A suspeita é de que uma professora da universidade tenha retirado as amostras do Laboratório de Virologia e Biotecnologia Aplicada, localizado no Instituto de Biologia. A prisão ocorreu após a própria instituição comunicar o desaparecimento do material às autoridades.
Segundo a investigação, o caso envolve possível exposição a risco à saúde pública, além de outras infrações. A Justiça Federal apontou que a suspeita pode responder por expor a vida e a saúde de outras pessoas, transporte irregular de organismo geneticamente modificado e fraude processual.
Durante as diligências, o material biológico foi localizado em um endereço não divulgado. Após a recuperação, as amostras foram encaminhadas ao Ministério da Agricultura e Pecuária para análise pericial, com apoio da Agência Nacional de Vigilância Sanitária (Anvisa).

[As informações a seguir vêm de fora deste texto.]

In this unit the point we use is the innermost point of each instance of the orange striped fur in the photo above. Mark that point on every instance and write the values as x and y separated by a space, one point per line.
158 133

A Polícia Federal também cumpriu mandados de busca e apreensão no âmbito da investigação. A universidade informou que colabora com as autoridades e que detalhes adicionais estão sendo preservados para não comprometer o andamento do inquérito.
A defesa da professora afirmou que não houve furto e que não há materialidade do crime. Segundo o advogado, a pesquisadora utilizava a estrutura do Instituto de Biologia por não possuir laboratório próprio, e não foram feitos novos comentários devido ao sigilo do caso.